Objective:  To determine whether the interaction between BPI and mononuclear cells is receptor mediated.

Design:  Labeled BPI was incubated with THP-1 cells in the presence of up to 100-fold excess of unlabeled BPI. Sodium dodecyl sulfate—polyacrylamide gel electrophoresis and Western blotting were performed to evaluate competitive binding and total uptake of BPI. Cross-linking was performed to determine whether BPI binds to a single protein entity. Acid washing experiments and flow cytometric analysis were performed to determine whether BPI remains on the cellular surface. Finally, flow cytometry analysis was used to determine whether BPI incubation with THP-1 cells affects the surface expression of the lipopolysaccharide-binding protein—lipopolysaccharide receptor CD14.
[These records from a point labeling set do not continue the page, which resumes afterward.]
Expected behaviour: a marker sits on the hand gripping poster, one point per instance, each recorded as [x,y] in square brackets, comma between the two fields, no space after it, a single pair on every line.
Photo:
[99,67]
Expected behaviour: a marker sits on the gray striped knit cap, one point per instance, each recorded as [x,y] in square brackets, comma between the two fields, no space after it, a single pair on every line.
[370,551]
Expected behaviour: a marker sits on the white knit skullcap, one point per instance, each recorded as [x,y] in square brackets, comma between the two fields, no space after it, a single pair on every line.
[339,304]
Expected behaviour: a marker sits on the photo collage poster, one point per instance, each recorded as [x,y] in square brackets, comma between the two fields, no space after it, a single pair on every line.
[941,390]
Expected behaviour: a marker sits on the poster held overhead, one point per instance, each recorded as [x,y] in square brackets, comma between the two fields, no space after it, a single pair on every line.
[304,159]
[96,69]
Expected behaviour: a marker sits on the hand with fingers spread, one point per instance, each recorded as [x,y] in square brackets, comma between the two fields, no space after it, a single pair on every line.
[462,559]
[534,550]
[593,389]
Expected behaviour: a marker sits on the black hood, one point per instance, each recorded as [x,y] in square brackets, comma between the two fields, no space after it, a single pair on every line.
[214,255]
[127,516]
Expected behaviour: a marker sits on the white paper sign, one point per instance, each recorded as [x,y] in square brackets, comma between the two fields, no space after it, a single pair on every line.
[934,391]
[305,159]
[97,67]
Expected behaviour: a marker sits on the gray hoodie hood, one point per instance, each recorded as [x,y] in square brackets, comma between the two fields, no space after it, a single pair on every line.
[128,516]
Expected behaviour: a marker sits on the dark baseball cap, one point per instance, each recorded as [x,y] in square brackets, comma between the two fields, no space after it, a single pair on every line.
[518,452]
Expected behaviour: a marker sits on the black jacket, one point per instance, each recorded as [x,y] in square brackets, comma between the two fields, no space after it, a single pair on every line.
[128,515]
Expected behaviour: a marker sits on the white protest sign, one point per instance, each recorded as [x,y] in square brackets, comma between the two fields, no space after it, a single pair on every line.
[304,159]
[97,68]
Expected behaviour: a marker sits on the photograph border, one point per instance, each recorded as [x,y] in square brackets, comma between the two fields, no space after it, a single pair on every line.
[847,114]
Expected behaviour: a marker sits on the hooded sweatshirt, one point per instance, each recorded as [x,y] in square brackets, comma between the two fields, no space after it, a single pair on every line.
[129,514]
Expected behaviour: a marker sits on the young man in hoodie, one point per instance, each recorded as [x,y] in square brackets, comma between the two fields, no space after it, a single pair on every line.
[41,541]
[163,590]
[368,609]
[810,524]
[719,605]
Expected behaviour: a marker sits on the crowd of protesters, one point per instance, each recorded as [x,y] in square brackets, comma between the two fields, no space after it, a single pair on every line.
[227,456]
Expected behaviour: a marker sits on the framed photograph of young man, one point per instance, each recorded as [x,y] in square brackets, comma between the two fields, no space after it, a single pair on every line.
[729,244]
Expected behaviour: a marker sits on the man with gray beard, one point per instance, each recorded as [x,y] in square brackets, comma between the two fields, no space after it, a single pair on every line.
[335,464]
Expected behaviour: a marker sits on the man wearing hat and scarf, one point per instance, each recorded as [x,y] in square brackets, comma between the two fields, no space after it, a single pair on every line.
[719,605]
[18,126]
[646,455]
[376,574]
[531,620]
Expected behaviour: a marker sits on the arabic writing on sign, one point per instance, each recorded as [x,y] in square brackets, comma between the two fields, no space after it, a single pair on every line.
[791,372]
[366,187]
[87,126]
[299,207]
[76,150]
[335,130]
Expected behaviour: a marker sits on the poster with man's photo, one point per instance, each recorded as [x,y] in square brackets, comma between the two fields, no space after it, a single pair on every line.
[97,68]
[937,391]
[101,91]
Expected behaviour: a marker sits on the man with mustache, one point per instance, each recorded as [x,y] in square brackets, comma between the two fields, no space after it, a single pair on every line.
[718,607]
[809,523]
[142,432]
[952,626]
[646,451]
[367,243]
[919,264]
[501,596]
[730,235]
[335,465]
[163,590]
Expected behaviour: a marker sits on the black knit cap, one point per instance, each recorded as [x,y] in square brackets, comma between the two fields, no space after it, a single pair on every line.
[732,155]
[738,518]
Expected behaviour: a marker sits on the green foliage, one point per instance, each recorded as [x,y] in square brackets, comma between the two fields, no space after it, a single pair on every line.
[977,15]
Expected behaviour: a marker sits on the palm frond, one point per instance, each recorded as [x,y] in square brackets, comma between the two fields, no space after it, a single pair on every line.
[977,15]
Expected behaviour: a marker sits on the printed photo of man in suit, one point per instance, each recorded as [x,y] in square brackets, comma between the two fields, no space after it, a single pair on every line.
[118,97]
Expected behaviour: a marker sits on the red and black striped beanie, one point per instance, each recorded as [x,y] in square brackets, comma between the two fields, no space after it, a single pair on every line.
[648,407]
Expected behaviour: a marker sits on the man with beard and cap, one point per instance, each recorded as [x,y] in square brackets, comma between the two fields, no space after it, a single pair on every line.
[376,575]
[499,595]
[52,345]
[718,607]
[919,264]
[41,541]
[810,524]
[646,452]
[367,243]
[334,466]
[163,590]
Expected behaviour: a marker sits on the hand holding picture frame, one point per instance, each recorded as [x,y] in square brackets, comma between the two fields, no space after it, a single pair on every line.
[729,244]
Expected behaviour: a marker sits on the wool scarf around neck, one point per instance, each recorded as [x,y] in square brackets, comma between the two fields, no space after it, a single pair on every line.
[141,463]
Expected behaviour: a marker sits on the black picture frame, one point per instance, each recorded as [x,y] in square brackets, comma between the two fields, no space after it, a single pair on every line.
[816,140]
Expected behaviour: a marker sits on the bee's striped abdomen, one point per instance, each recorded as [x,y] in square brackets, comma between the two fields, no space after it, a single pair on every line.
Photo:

Results:  Labeled BPI uptake was not inhibited by the presence of 100-fold excess of unlabeled BPI at 37°C or 4°C in the presence of azide. Uptake was not saturable under either condition with incubation concentrations up to 10 μg/mL. Cross-linking did not show BPI bound to a single entity. Acid washing and flow cytometry experiments disclosed rapid internalization of BPI. Finally, BPI uptake by THP-1 cells had no effect on the surface expression of CD 14.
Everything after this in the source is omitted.